Support static topologies #126

jpsamper2009 · 2017-10-23T21:09:45Z

Feature request

Allow users to define a static topology during rmw_init, such that the system will allocate only as many resources as specified by the user.

Motivation

Currently, ROS2 does not support the use of a static topology: the user gets to specificy exactly how many publishers, subscribers, topics, etc. a node needs, and thus the system allocates for exactly that many -- no more, no less. While Fast-RTPS and RTI Connext Pro do not require this feature, since they allow for dynamic allocation, I foresee that with the introduction of DDS-XCRE and the use of ROS in embedded devices, we will eventually have the need to statically allocate resources during initialization.
While it is possible to over-allocate resources, this solution is obviously not ideal (especially if you are working in a low-resource device).

Feature description

We see two ways to implement this: 1) creating rmw_pre_init() and rmw_post_init() functions or 2) Passing a parameter to rmw_init that would be used to specify the topology.
e.g,:
Option 1

rmw_ret_t rmw_pre_init(rmw_init_options_t * context_ptr) //not necessarily void *
{
  //pre-init stuff here
  return RMW_RET_OK;
}

rmw_ret_t rmw_post_init(rmw_init_options_t * context_ptr) //not necessarily void *
{
  // post-init stuff here
  return RMW_RET_OK;
}

int main(void)
{
  rmw_init_options_t * context_ptr = ...; 
  rmw_ret_t retval = rmw_pre_init(context_ptr);
  // Check for and handle errors
  retval = rmw_init();
  if (ret == RMW_RET_OK) {
    retval = rmw_post_init(context_ptr);
    // Check for and handle errors
  } else {
    // error handling...
  }

  return 0;
}

Option 2

rmw_ret_t entry_callback(void * caller_context_ptr)
{
  // do pre-init stuff
  return RMW_RET_OK;
}

rmw_ret_t exit_callback(void * caller_context_ptr, rmw_ret_t current_rmw_init_status)
{
  // do post-init stuff
  return RMW_RET_OK;
}

int main(void)
{
  struct rmw_init_callbacks_t init_callbacks {
    .m_caller_context_ptr = NULL,
    .m_callback_at_rmw_init_entry = &entry_callback,
    .m_callback_at_rmw_init_exit = &exit_callback
  };

  rmw_ret_t ret = rmw_init(init_callbacks); // new rmw_init
  // error handling...

  return 0;
}

rmw_ret_t rmw_init(const rmw_init_callbacks_t *  callback_ptr) // new rmw_init
{
  rmw_ret_t retval = RMW_RET_ERROR;
  retval = callback_ptr->m_callback_at_rmw_init_entry(callback_ptr->m_caller_context_ptr);
  // check for and handle errors
  retval = old_rmw_init(); //old rmw_init
  // check for and handle errors 
  retval = callback_ptr->m_callback_at_rmw_init_exit(callback_ptr->m_caller_context_ptr, retval);
  // check for and handle errors
  return retval
}

** Credit to @wjwwood @serge-nikulin for the original examples (which I may have bastardized when I elaborated on them)

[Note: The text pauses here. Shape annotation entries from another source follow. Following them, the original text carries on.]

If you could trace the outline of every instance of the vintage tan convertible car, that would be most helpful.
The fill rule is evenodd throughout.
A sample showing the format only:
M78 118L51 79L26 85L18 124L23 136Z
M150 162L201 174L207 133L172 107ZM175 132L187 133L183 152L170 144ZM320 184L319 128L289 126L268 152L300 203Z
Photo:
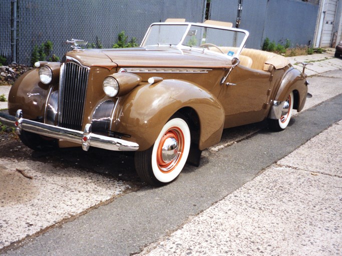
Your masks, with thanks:
M267 118L281 130L303 108L305 76L282 56L244 48L248 36L224 22L174 21L152 24L136 48L73 40L61 62L37 62L18 80L0 122L35 150L136 151L143 180L170 182L224 128Z

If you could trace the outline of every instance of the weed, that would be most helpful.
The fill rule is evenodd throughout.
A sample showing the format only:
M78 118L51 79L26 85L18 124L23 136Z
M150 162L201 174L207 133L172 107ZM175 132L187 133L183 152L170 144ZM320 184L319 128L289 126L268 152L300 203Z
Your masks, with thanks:
M4 56L0 55L0 66L5 65L7 63L7 60Z
M313 54L314 53L314 51L313 50L313 48L307 48L306 49L306 54L307 54L308 55L311 55Z
M5 97L5 96L4 94L0 95L0 102L5 102L7 101L7 100L6 100L6 97Z
M39 47L35 46L31 54L31 65L33 66L35 63L40 60L59 61L59 58L55 54L49 58L53 49L54 44L49 40L42 43Z
M128 36L126 36L125 31L122 30L118 35L118 42L113 45L112 48L128 48L138 46L135 38L132 38L131 40L127 42L128 39Z

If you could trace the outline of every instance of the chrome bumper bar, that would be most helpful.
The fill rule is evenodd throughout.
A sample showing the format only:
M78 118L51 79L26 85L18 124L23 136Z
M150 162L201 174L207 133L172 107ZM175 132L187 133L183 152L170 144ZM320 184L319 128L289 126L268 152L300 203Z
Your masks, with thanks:
M85 151L88 151L91 146L114 151L136 151L139 149L139 144L134 142L92 134L90 124L86 125L84 132L68 129L23 118L21 110L17 112L16 116L0 112L0 122L16 127L17 134L20 134L22 130L24 130L47 137L62 139L81 144Z

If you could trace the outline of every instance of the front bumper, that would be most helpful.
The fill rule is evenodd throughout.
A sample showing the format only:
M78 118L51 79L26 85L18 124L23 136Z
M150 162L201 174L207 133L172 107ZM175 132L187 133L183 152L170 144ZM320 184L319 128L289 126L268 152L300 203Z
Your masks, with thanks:
M19 134L24 130L47 137L64 140L81 144L82 148L86 151L91 146L114 151L136 151L139 149L139 144L134 142L92 134L90 124L86 126L84 132L81 132L32 121L22 116L21 110L17 112L16 116L0 112L0 122L16 127L16 132Z

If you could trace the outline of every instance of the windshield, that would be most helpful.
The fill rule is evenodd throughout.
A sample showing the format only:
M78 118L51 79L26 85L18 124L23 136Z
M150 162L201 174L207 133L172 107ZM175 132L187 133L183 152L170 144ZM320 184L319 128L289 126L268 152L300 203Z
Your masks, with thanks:
M181 42L188 25L154 25L151 27L144 46L177 45Z
M229 28L156 24L150 27L141 46L201 48L232 56L238 55L247 36L246 31Z

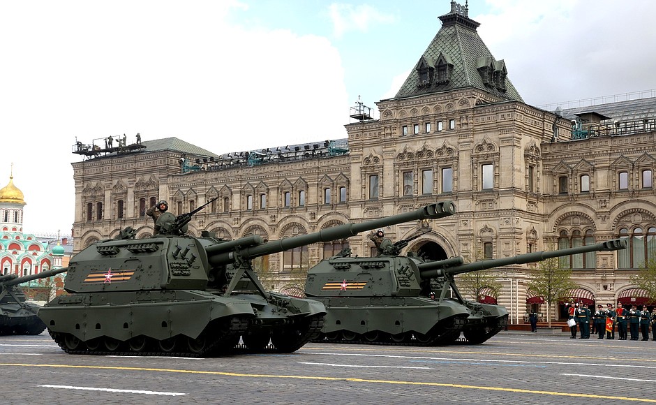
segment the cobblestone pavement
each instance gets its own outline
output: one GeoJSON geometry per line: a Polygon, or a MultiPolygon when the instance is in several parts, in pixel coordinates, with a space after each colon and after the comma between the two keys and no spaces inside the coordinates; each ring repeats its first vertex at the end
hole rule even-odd
{"type": "Polygon", "coordinates": [[[656,341],[502,332],[445,347],[309,344],[288,355],[72,355],[0,337],[3,404],[656,403],[656,341]]]}

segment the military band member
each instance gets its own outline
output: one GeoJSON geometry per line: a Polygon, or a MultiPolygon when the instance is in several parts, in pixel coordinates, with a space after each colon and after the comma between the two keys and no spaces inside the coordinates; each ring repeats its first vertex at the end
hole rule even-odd
{"type": "Polygon", "coordinates": [[[647,310],[647,306],[642,306],[640,311],[640,330],[642,332],[642,339],[649,340],[649,323],[651,322],[651,314],[647,310]]]}
{"type": "Polygon", "coordinates": [[[572,334],[572,336],[569,339],[576,339],[576,309],[579,307],[578,304],[574,304],[574,302],[569,303],[569,307],[567,309],[567,321],[570,319],[574,320],[574,326],[569,327],[569,333],[572,334]]]}
{"type": "Polygon", "coordinates": [[[615,339],[615,318],[617,313],[612,304],[606,304],[606,339],[615,339]]]}
{"type": "Polygon", "coordinates": [[[606,333],[606,311],[601,304],[597,306],[597,311],[595,311],[595,327],[597,339],[604,339],[604,334],[606,333]]]}
{"type": "Polygon", "coordinates": [[[638,340],[638,329],[640,326],[640,311],[635,305],[629,310],[629,330],[631,331],[631,340],[638,340]]]}
{"type": "Polygon", "coordinates": [[[579,339],[590,339],[590,309],[579,306],[576,309],[576,321],[581,328],[581,337],[579,339]]]}
{"type": "Polygon", "coordinates": [[[626,340],[628,330],[627,330],[627,310],[622,306],[621,302],[618,302],[618,310],[616,311],[616,319],[618,323],[618,334],[620,335],[619,340],[626,340]]]}
{"type": "Polygon", "coordinates": [[[652,340],[656,340],[656,307],[651,311],[651,333],[654,337],[652,340]]]}

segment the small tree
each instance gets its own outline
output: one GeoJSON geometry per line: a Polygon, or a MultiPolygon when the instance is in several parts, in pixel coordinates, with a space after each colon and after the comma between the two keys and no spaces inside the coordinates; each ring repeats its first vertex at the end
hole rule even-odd
{"type": "Polygon", "coordinates": [[[546,321],[551,326],[551,304],[567,297],[569,290],[577,286],[572,280],[572,270],[563,269],[558,258],[551,258],[539,262],[537,268],[529,270],[530,280],[528,290],[542,297],[546,302],[546,321]]]}
{"type": "Polygon", "coordinates": [[[459,276],[459,279],[458,289],[468,296],[474,297],[477,302],[480,302],[485,295],[483,293],[485,290],[490,291],[495,298],[498,298],[503,287],[491,270],[463,273],[459,276]]]}
{"type": "Polygon", "coordinates": [[[631,282],[647,292],[652,301],[656,300],[656,259],[649,259],[638,274],[631,277],[631,282]]]}
{"type": "MultiPolygon", "coordinates": [[[[480,251],[467,255],[470,263],[480,260],[483,255],[480,251]]],[[[495,298],[501,294],[503,285],[497,281],[493,270],[479,270],[463,273],[458,276],[458,289],[463,294],[473,297],[477,302],[482,298],[484,291],[489,290],[495,298]]]]}

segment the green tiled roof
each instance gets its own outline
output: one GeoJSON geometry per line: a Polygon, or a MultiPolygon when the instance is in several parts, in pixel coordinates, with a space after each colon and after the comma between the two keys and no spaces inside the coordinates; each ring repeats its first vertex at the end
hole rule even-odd
{"type": "Polygon", "coordinates": [[[466,10],[464,13],[462,10],[460,12],[454,10],[452,6],[451,13],[440,17],[442,28],[405,79],[395,98],[475,87],[503,99],[523,102],[507,78],[505,79],[505,91],[484,83],[479,67],[487,65],[494,70],[505,71],[505,64],[502,60],[494,59],[476,31],[479,24],[467,17],[466,10]],[[418,87],[419,75],[417,68],[422,66],[435,67],[440,59],[442,63],[453,65],[450,80],[439,83],[433,80],[432,85],[418,87]]]}
{"type": "Polygon", "coordinates": [[[146,147],[144,152],[173,150],[195,156],[218,157],[218,155],[214,152],[204,149],[195,145],[191,145],[188,142],[185,142],[175,137],[146,140],[144,141],[142,144],[146,147]]]}

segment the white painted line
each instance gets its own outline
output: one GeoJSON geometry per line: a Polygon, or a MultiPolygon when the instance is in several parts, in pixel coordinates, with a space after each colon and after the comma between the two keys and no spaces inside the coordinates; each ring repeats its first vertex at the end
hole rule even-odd
{"type": "Polygon", "coordinates": [[[0,346],[7,347],[59,347],[56,344],[0,344],[0,346]]]}
{"type": "MultiPolygon", "coordinates": [[[[488,363],[516,363],[516,364],[558,364],[567,366],[601,366],[604,367],[627,367],[635,369],[656,369],[656,366],[641,366],[637,364],[608,364],[602,363],[581,363],[581,362],[538,362],[538,361],[524,361],[524,360],[500,360],[495,359],[467,359],[457,358],[431,358],[424,356],[401,356],[392,355],[375,355],[364,353],[320,353],[320,352],[303,352],[303,354],[313,355],[328,355],[332,356],[362,356],[362,357],[379,357],[397,359],[408,359],[415,361],[424,361],[430,362],[434,360],[447,360],[452,362],[484,362],[488,363]]],[[[512,355],[512,353],[508,354],[512,355]]]]}
{"type": "Polygon", "coordinates": [[[183,392],[163,392],[160,391],[143,391],[142,390],[118,390],[117,388],[94,388],[93,387],[74,387],[72,385],[37,385],[45,388],[64,388],[65,390],[82,390],[84,391],[104,391],[105,392],[124,392],[126,394],[147,394],[149,395],[168,395],[170,397],[179,397],[186,395],[183,392]]]}
{"type": "MultiPolygon", "coordinates": [[[[119,358],[120,359],[138,359],[140,360],[143,360],[144,356],[140,356],[137,353],[135,353],[133,355],[106,355],[103,357],[105,358],[119,358]]],[[[205,360],[203,358],[179,358],[175,356],[147,356],[149,360],[153,359],[175,359],[177,360],[205,360]]]]}
{"type": "Polygon", "coordinates": [[[574,377],[592,377],[594,378],[608,378],[609,380],[626,380],[627,381],[646,381],[648,383],[656,383],[656,380],[642,380],[640,378],[627,378],[625,377],[610,377],[608,376],[592,376],[588,374],[560,374],[561,376],[572,376],[574,377]]]}
{"type": "Polygon", "coordinates": [[[313,364],[317,366],[331,366],[334,367],[362,367],[366,369],[422,369],[424,370],[430,370],[431,367],[403,367],[403,366],[359,366],[356,364],[335,364],[332,363],[311,363],[311,362],[299,362],[299,364],[313,364]]]}

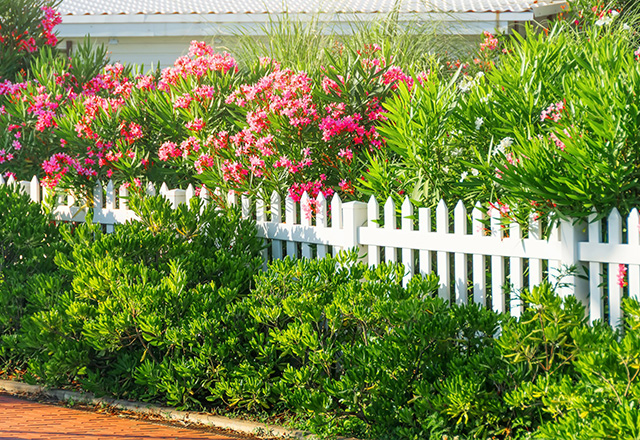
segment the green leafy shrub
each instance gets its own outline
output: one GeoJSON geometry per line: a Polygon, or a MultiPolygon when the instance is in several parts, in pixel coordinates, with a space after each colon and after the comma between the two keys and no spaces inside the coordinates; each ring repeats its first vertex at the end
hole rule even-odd
{"type": "Polygon", "coordinates": [[[63,250],[56,227],[17,186],[0,186],[0,369],[21,368],[14,351],[23,315],[30,306],[29,284],[55,270],[63,250]]]}
{"type": "Polygon", "coordinates": [[[20,345],[34,378],[186,405],[216,368],[207,347],[223,349],[216,335],[231,338],[214,318],[248,292],[262,242],[252,222],[197,198],[175,210],[162,198],[130,206],[140,221],[112,234],[92,224],[62,229],[71,251],[56,264],[69,281],[23,320],[20,345]],[[167,386],[136,384],[153,368],[145,361],[170,368],[153,377],[167,386]]]}
{"type": "Polygon", "coordinates": [[[433,275],[406,288],[403,275],[402,265],[367,268],[355,253],[274,262],[244,301],[257,324],[257,367],[230,371],[213,394],[245,406],[274,402],[323,434],[495,432],[505,421],[489,377],[501,363],[500,317],[450,307],[435,297],[433,275]]]}

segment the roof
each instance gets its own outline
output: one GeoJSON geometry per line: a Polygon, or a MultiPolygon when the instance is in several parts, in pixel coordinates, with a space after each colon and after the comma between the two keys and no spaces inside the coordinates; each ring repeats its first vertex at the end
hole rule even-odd
{"type": "Polygon", "coordinates": [[[63,16],[168,14],[290,14],[532,12],[554,0],[62,0],[63,16]]]}

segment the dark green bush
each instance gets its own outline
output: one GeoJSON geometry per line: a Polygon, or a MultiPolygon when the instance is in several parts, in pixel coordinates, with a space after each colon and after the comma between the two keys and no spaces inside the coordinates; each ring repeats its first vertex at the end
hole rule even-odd
{"type": "Polygon", "coordinates": [[[0,371],[21,368],[13,350],[23,315],[33,313],[30,284],[55,270],[58,231],[18,187],[0,186],[0,371]]]}
{"type": "MultiPolygon", "coordinates": [[[[63,281],[23,322],[29,374],[101,393],[201,401],[218,366],[208,350],[223,350],[231,338],[218,315],[248,292],[261,240],[237,212],[204,208],[199,199],[176,210],[162,198],[131,207],[140,221],[112,234],[92,224],[62,229],[72,248],[56,257],[63,281]],[[145,372],[154,368],[162,370],[154,386],[135,383],[151,385],[145,372]]],[[[51,280],[41,281],[42,290],[51,280]]]]}
{"type": "Polygon", "coordinates": [[[500,317],[450,307],[435,297],[434,275],[406,288],[403,275],[402,265],[369,269],[355,253],[274,262],[244,301],[257,362],[230,371],[214,396],[293,411],[322,434],[495,432],[503,421],[488,411],[501,406],[489,376],[501,364],[500,317]]]}

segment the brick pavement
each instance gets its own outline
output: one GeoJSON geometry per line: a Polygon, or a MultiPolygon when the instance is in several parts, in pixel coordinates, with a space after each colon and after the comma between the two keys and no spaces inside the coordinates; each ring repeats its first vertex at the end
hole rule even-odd
{"type": "Polygon", "coordinates": [[[238,438],[0,395],[0,440],[231,440],[238,438]]]}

Implementation considerations

Option 1
- Pros;
  1. Backwards-compatible (if you haven't needed to do any pre-init or post-init steps, your code won't have to change).
- Cons:
  1. User code written initially for a dynamic topology will require some changes before it is compatible with the static DDS implementation.
Option 2
- Pros:
  1. When switching from a dynamic to a static topology, the user code will not have to change since the rmw implementation will handle the static allocation of resources. If the users have an idea of what resources are needed, they will be able to specify this in a configuration file, and if they don't, then there can be a default over-allocating configuration that can later be tuned for the specific use-case.
- Cons:
  1. Not backwards-compatible.
At a high-level for the static topology, you would need to specify a graph of how your nodes are connected and what kind of resources they need to communicate (on an edge-by-edge basis). e.g., :
- Number of nodes
- Per node:
  - Number of publishers
  - Number of subscribers
  - Topics
- Per publisher/subscriber:
  - Number of Writers/Readers
  - Number of samples
- Routes between nodes
- QoS settings?

@dejanpan @dirk-thomas @wjwwood @serge-nikulin FYI

dirk-thomas · 2017-10-23T21:32:32Z

Before diving into the various ways these arguments could be passed through the API I want to take a step back and ask the question if this is really a programming time decision. I can imagine scenarios where I program a few nodes but don't need to limit the resources on my development machine. Only when deploying a set of nodes on a target machine (which has to deal with constraint resources) I would like to define the upper boundaries. This kind of use case sounds to me that it should be possible to provide such configuration from the "outside" (instead of within the code calling rmw_init).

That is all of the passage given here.